Mittwoch, Februar 05, 2014

Uni-Präsident spricht Machtwort: Männerrechtler müssen kein Schutzgeld gegen feministische Gewalt zahlen

Gestern berichtete Genderama darüber, dass die Universität Ryerson im kanadischen Toronto für den Vortrag einer prominenten Männerrechtlerin eine hohe Summe an Schutzgeld forderte, weil sie Übergriffe von feministischen Gewalttätern befürchtete. Am selben Tag skandalisierte Barbara Kay dieses Verhalten der Universität in der auflagenstarken National Post:

This is outrageous. The demand for a security fee, which most groups cannot afford to pay, is almost invariably a transparent strategy to force the group to withdraw their event.

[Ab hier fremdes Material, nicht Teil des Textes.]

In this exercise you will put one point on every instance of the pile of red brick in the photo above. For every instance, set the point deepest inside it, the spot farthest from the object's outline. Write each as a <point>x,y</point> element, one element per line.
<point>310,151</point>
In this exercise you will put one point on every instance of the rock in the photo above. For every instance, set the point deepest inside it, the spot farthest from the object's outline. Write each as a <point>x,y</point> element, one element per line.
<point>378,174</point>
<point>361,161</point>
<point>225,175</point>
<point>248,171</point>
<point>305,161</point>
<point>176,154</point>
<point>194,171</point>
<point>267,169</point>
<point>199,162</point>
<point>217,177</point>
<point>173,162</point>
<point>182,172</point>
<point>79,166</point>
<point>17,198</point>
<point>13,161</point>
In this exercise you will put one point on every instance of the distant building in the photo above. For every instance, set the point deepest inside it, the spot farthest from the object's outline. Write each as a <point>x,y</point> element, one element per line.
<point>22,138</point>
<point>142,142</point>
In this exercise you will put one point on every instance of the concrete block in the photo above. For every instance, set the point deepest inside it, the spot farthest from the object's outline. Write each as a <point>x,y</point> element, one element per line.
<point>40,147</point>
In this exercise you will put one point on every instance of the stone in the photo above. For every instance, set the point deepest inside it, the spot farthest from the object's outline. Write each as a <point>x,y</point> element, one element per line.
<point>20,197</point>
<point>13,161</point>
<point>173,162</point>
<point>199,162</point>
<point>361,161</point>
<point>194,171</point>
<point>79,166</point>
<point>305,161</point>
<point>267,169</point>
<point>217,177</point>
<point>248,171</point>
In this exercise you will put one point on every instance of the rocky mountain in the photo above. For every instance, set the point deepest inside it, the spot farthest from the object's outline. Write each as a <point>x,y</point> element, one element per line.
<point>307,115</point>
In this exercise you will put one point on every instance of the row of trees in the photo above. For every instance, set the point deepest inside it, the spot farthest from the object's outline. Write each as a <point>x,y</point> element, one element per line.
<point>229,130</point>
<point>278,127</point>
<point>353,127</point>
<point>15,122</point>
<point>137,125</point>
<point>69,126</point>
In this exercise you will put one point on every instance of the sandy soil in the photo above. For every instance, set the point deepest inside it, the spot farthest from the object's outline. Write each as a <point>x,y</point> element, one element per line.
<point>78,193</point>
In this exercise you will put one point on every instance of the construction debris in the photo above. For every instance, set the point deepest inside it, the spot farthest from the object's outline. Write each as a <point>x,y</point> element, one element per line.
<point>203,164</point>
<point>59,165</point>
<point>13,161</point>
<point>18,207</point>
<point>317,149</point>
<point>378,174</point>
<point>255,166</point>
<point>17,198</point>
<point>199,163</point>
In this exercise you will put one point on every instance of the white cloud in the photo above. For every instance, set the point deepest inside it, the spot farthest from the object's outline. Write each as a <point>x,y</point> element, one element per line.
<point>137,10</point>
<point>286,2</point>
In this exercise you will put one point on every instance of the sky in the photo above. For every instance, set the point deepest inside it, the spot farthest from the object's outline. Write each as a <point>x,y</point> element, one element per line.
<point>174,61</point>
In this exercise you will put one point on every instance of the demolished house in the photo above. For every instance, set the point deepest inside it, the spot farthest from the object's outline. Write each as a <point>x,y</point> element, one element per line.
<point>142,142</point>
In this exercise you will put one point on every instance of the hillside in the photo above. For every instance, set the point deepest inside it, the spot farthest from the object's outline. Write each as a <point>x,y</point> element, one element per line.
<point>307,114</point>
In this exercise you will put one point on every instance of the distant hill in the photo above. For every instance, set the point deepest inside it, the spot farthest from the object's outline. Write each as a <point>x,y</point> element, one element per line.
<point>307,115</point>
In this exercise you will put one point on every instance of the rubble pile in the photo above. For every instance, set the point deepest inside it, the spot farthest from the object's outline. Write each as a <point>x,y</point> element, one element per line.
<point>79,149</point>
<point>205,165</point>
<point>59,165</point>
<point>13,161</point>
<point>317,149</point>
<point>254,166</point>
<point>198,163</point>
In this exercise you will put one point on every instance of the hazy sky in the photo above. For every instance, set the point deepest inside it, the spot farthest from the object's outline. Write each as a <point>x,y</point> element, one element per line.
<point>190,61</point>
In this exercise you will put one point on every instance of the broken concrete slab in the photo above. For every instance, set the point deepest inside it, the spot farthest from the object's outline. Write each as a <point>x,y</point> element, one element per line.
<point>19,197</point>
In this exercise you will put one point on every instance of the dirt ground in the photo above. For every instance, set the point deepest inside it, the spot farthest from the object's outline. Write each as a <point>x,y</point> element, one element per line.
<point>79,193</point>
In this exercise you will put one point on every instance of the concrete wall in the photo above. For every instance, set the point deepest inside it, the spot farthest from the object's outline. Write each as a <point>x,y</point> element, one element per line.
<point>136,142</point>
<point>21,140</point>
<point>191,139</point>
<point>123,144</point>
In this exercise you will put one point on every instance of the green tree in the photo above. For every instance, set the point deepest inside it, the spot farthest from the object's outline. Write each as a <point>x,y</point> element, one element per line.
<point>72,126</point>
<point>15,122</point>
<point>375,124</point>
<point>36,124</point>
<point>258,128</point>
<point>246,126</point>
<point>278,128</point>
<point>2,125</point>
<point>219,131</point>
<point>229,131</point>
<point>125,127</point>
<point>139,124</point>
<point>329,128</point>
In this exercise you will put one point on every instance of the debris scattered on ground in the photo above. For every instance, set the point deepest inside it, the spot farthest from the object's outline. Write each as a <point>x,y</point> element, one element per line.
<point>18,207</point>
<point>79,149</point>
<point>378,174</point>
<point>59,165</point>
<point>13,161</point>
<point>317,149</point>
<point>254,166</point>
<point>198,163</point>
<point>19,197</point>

It is the university’s obligation to ensure the security of bona fide speakers – and this one certainly is; Straughan’s talk, like all CAFÉ talks, will be a responsible, thoughtful dissertation on an objective situation, and the opposite of incendiary – and to impose such a hardship on a group in anticipation of irresponsible and bigoted behavior by intolerant activists is to blame and punish the victim. (....) We know that if feminists’ discourse was threatened with activist resistance, no university in the land would dream of charging them a security fee. On the contrary, the university would if necessary call in the Armed Forces to ensure their right to speak.

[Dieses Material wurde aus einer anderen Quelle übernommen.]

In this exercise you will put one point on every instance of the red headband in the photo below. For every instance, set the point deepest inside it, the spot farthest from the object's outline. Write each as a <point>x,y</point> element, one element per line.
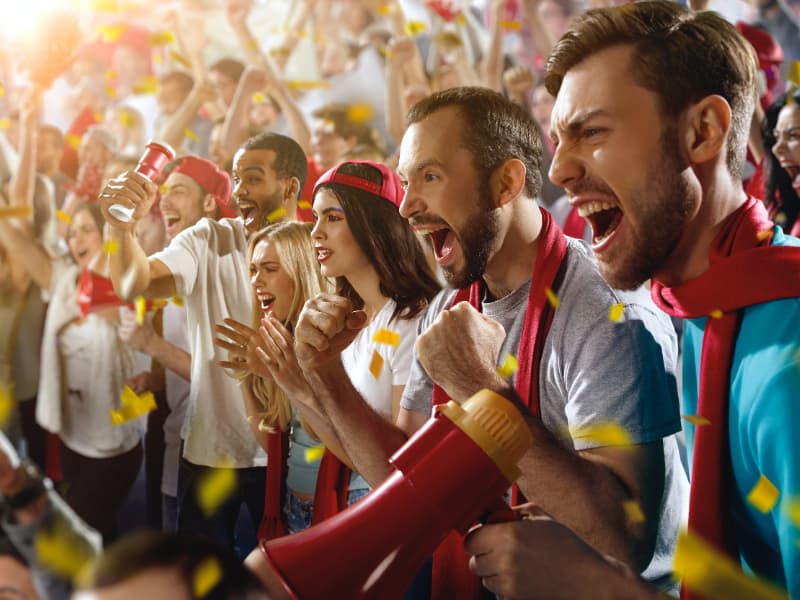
<point>390,190</point>
<point>213,179</point>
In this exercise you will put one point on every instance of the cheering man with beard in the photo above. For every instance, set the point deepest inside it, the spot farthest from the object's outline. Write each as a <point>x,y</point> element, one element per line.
<point>206,265</point>
<point>470,163</point>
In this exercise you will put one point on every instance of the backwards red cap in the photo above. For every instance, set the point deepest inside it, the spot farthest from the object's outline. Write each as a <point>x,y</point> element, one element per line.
<point>390,190</point>
<point>213,179</point>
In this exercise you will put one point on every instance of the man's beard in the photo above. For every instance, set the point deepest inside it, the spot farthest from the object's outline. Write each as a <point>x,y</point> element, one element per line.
<point>664,218</point>
<point>477,240</point>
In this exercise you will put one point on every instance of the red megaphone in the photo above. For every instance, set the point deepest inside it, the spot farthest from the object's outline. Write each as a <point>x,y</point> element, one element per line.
<point>449,474</point>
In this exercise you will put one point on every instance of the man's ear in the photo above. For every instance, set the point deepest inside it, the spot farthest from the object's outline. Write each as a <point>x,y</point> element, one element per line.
<point>507,182</point>
<point>707,125</point>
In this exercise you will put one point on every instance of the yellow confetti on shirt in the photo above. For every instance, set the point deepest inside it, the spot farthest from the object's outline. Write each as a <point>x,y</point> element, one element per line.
<point>764,495</point>
<point>63,217</point>
<point>415,28</point>
<point>314,453</point>
<point>214,489</point>
<point>387,336</point>
<point>696,420</point>
<point>616,312</point>
<point>276,214</point>
<point>376,364</point>
<point>710,573</point>
<point>18,211</point>
<point>207,575</point>
<point>132,406</point>
<point>552,298</point>
<point>359,113</point>
<point>508,367</point>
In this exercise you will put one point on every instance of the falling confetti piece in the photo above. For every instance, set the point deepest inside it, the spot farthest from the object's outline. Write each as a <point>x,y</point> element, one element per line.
<point>710,573</point>
<point>508,367</point>
<point>20,211</point>
<point>604,434</point>
<point>276,214</point>
<point>141,309</point>
<point>314,453</point>
<point>552,298</point>
<point>214,488</point>
<point>207,575</point>
<point>415,28</point>
<point>633,512</point>
<point>764,495</point>
<point>359,113</point>
<point>161,38</point>
<point>376,364</point>
<point>387,336</point>
<point>697,419</point>
<point>132,406</point>
<point>64,217</point>
<point>616,312</point>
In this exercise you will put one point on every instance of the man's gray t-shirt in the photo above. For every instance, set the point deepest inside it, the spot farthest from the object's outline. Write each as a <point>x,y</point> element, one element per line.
<point>594,371</point>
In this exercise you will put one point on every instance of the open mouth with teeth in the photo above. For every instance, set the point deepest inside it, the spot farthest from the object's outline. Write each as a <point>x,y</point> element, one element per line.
<point>604,218</point>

CAFÉ has been through this wringer before. The University of Toronto, where most of their events have taken place over the last few years, also tried to dissuade them. Their first few lectures had taken place without incident, but as awareness of them spread, organized resistance gathered. Before long, attempts to disrupt and scuttle events became downright ugly: the ringing of fire bells, barricading entrances, inflamed harassment of attendees and shouting down speakers in the lecture hall. But the speakers persisted, and over the howls of the would-be censors they were heard: Warren Farrell, longtime men’s rights advocate, Janice Fiamengo, University of Ottawa literature professor, and impeccably credentialed McGill academics Katherine Young and Paul Nathanson, authors of a magisterial series of books on misandry in our culture and in our courts.


Mehrere Stunden nach der Veröffentlichung dieses Artikels wurde er auf der Website der National Post um die Nachricht ergänzt, dass der Präsident der Universität Ryerson die Entscheidung getroffen habe, alle Kosten für eventuelle Schäden, die durch gewalttätige Feministinnen entstehen, selbst zu tragen, da die Forderung eines Schutzgeldes dafür, seine Ansichten äußern zu dürfen, eine Barriere für die Meinungsfreiheit darstelle.